Analogo agio lo troverà anche il lettore, che può gustare delle vere chicche, come una lettera giovanile al poeta Carlo Betocchi, del '37, e prose caproniane del tutto inedite, come un puerilium addirittura del '22 e alcune pagine del romanzo La dimissione che Caproni cominciò a scrivere nel '37 e non terminò mai (il frammento qui riprodotto fu registrato alla radio nel '54). Tra l'altro una delle cose più interessanti e nuove che emerge da queste conversazioni è l'insistenza di Caproni a dirsi scrittore in versi più che poeta. Dichiara espressamente il proprio giovanile desiderio di fare il narratore, precisa che "i racconti finivano per diventar poesie" e rileva la "vena narrativa (...) visibile quasi in tutte le mie poesie", in piena controtendenza quando esordì negli anni trenta, fra poesia pura e prosa d'arte. Di poeta narrativo c'era naturalmente Pavese, ma l'alimento narrativo del verso caproniano ha tutt'altro passo. E qui si può fare un piccolo punto sulla particolare "ricetta" poetica di Caproni, operante fin dalle origini e in cui dobbiamo conteggiare, sulla base di quanto Caproni dice, oltre la vena narrativa, il Carducci "macchiaiolo" risillabato come terapia dopo la giovanile infatuazione surrealista (di eco spagnola, più che francese), ma anche un finora del tutto non rilevato sostrato latino. In particolare Caproni tiene a dire a memoria l'attacco del De bello gallico ed esaltare la nitidezza razionale della prosa di Cesare, confessandosi debitore con lui anche di un titolo (Prima luce) da Come un'allegoria (1936), il libro d'esordio.

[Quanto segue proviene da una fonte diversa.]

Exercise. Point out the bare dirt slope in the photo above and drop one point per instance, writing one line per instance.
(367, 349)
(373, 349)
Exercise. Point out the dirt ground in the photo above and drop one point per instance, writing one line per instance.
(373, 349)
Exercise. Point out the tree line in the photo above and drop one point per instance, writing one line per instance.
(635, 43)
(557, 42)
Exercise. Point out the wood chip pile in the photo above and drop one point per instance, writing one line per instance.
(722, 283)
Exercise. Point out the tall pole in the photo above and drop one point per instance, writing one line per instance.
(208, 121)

Da questo singolare cocktail scaturisce, fin dagli anni trenta, una poesia originalissima e appartata dalla linea dominante, che punta sul lirico spinto, nel versante ungarettiano ed ermetico. Non a caso Caproni dichiara qui esplicitamente il suo non amore per Mallarmé: "E questo era grave per quei tempi", e aggiunge: "In fondo, di fauni, delle ninfe, non me ne importa nulla, c'è poco da dire, m'importan di più le dame in ciabatte. E non è Neorealismo, intendiamoci". Giusta la precisazione dell'autore, ma il lettore avvertito poteva schivarla già dalla precedente espressione di "dame in ciabatte" (e non donne): siamo nel pieno sortilegio della grandissima poesia di Caproni, che gioca di sottile contrappunto ed è refrattaria ad alcun mimetismo: le donne in ciabatte sono neorealiste, le dame sono delle geniali invenzioni, con quel pizzico di surrealismo che è sempre rimasto in Caproni, ma arricchito da un gusto del paradosso gestito nel deviare di poco il gioco di significato e significante tra lingua comune e scavo nella tradizione letteraria.

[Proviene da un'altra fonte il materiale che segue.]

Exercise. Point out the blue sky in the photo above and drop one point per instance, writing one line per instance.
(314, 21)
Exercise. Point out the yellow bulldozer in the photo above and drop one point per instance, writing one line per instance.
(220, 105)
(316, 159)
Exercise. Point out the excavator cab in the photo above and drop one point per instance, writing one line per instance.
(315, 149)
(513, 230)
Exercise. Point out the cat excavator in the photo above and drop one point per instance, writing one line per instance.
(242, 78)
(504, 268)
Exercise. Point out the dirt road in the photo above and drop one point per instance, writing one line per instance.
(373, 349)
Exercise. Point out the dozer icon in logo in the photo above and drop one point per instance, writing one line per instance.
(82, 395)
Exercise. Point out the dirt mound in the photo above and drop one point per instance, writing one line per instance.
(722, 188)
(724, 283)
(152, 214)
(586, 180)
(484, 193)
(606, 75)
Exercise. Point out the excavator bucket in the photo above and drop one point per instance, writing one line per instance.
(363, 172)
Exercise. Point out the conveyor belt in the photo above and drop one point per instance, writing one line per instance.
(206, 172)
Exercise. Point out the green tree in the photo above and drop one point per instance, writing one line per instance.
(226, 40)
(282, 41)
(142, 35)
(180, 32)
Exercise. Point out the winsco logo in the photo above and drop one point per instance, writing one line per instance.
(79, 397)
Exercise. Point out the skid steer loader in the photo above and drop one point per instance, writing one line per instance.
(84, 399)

A ben vedere, se c'è un poeta nel Novecento che ha saputo far faville dal cozzo di aulico e prosaico (la nota formula montaliana) questo è proprio Caproni con la sua ricerca di una dissonanza nel "sistema tonale" della lingua, come qui dichiara, in un ritornante richiamo a Stravinskij, e quindi fuori di una gestione troppo soggettiva del linguaggio, come furono tanto la stagione ermetica quanto quella sperimentale. L'aver risillabato Carducci lo ha sempre tenuto fermo a un procedere nitido del linguaggio, vaccinandolo dalla nebulosa dannunziana che, come sappiamo, ha condizionato quasi tutti, da Montale a Luzi e oltre. E quella lezione di nitidezza in lui ha il sapore dell'aspro e il colore del verde, un che di squillante e agro, come appunto la sua rima "elementare", rispetto tanto ai poeti di melodia o politonali, quanto ai dodecafonici.

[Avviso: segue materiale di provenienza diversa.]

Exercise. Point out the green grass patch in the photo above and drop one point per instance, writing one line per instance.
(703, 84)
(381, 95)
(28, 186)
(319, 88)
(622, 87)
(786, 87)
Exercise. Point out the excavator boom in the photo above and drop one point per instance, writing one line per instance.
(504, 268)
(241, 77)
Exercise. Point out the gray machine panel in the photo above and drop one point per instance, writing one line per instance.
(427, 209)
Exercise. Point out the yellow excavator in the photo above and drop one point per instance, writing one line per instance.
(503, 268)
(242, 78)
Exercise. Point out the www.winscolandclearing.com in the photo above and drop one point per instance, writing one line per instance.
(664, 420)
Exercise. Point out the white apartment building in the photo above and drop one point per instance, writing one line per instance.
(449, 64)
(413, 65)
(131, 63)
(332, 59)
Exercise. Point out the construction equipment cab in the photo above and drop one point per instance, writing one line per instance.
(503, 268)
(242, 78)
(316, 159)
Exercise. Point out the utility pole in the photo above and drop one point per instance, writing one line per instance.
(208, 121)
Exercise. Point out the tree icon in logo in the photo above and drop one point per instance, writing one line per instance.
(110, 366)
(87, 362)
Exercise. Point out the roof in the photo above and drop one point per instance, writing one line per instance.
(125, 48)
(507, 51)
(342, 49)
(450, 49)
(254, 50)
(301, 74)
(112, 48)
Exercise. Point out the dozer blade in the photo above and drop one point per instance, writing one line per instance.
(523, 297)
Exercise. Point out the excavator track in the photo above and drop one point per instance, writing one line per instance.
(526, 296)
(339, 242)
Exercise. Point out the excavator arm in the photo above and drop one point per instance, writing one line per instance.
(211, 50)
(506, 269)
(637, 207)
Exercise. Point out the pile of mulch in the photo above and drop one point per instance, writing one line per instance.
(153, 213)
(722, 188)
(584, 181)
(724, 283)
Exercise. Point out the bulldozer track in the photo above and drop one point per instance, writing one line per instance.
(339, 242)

Insistere così tanto sulla musica è un portato della vocazione primaria di Caproni, violinista e musico, che si cimentava di composizione e provava prima sui testi degli autori più musicali della traduzione, da Poliziano a Tasso, poi su proprie parole; così nacquero - ci dice - i primi versi a servizio della musica. Poi, insoddisfatto della propria arte musicale, rimase solo il "paroliere". Il nesso poesia e musica è ben noto agli studiosi e ai lettori di Caproni, ma va rilevato in questo cimento originario per spiegare il senso di "sfiducia radicale nel potere della parola" che Caproni dichiara contro "il culto della parola", che da D'Annunzio arriva fino ai Novissimi, salvo poche eccezioni. Qui entra in gioco il suo "nominalismo", ma anche quel forte impegno di custode del linguaggio, giacché la sfiducia di Caproni non è la rinuncia del vecchio Montale, ma chiama sempre quasi a un etica del "paroliere", nella responsabilità che avverte per i lettori e per la poesia.